Access to up-to-date workforce data is instrumental in helping government agencies, researchers, and businesses learn about today’s rapidly changing labor market conditions to make better decisions. Traditionally, government agencies have produced high-quality labor market data based on nationally representative surveys. But these data are limited in their slower moving nature and aggregation to larger geographic areas.
Workforce Data Initiative (WDI) at the University of Chicago’s Center for Data Science & Public Policy is transforming how data on jobs, skills, and training are collaboratively generated and shared with researchers and the public. A recent grant from the Alfred P. Sloan Foundation, along with funding from the JP Morgan Chase Foundation, enabled WDI to create the Open Skills Research Hub, allowing individual researchers to more easily access large private sector datasets of job postings, resumes, and hiring decision, for example. The Research Hub also creates new aggregate public datasets that can provide insight into labor market dynamics, such as changes in occupations and skills, with greater temporal and geographic granularity than what is possible through national statistics.
WDI’s innovative approach is to incorporate untapped administrative data from both public sector organizations as well as private companies that provide a constant flow of labor market transactions to capture underlying labor market dynamics.

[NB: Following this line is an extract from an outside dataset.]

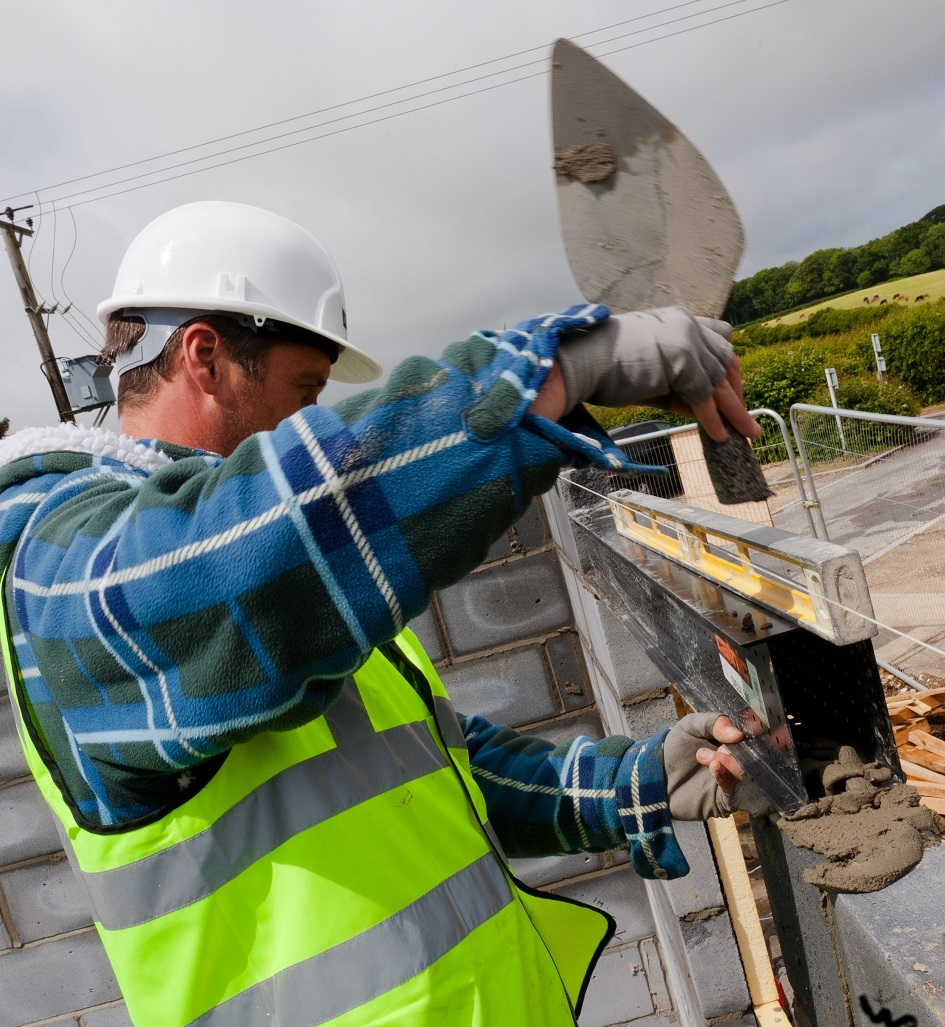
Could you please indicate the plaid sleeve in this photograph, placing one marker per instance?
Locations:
(171, 613)
(584, 796)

“Our goal was to figure out the necessary legal, institutional, and technical infrastructure to be able to have a valuable pool of high-frequency and high-granularity public and private data on labor market transactions,” Matthew Gee, senior fellow and Co-PI on the project, said. “And to be able to build that infrastructure in a way that a broad set of researchers can access.”
Gee and his team of data scientists and software engineers pool and standardize valuable information from job postings, resumes, and applicant profiles. They leveraged data from private sector sources such as CareerBuilder in addition to public sector sources like the National Labor Exchange and have worked out collaborative legal agreements that allow for approved researchers from outside the University of Chicago to gain controlled access to these normalized private data for their own research.
In addition to the access controlled private data in the Research Hub, the publicly available Research Hub datasets, which are divided into quarters at the metro area level, open up new opportunities for discovery by researchers and policymakers. “There are a lot of unanswered yet essential questions about how people signal their competencies and abilities, how firms organize their labor, and how individuals invest in their own human capital,” said Gee. “These are all important fundamental questions that require an understanding of the labor market not just at a high level in broad strokes but at an increased granular level of skill and competency.”
The team faced a number of challenges in working with the private sector data sources. First, the company data come in largely unstructured form. In order to correctly assign occupation codes, for example, the team’s data scientists use natural language processing and machine learning techniques to make sense of the raw data.
“Because we’re getting data from different sources, and each of them is structured in different ways,” Tristan Crockett, a software engineer on the team, said, “coming up with analysis that works well for all of the data we have is a challenge.”
Another challenge is related to the representativeness of the private sector data. Eddie Lin, a data scientist on the team, explained, “You probably won’t see a truck driver job posting on LinkedIn data.” To assess just how representative (or not) the Research Hub are, Lin compares the WDI data to representative labor market data from the Bureau of Labor Statistics. The team also plans to leverage data from many additional sources in order to reduce the potential selection bias of their data product.
Gee and his team are continuing to pool more data into the Research Hub, a process that first begins with building relationships with new companies and data providers. WDI is also continuing to host monthly working group calls with users of the data, both as an opportunity for the team to give updates about the data and also for researchers to share the types of questions they are hoping to answer with the data.
“The community of practice around the use of the data is just as valuable as the data itself,” Gee said, “because it ensures that we’re going out to negotiate the right types of data sharing agreements and that the core team is setting up the researchers for success.”
Eddie Lin will present on this project at the upcoming ADRF Conference on November 14, 2017.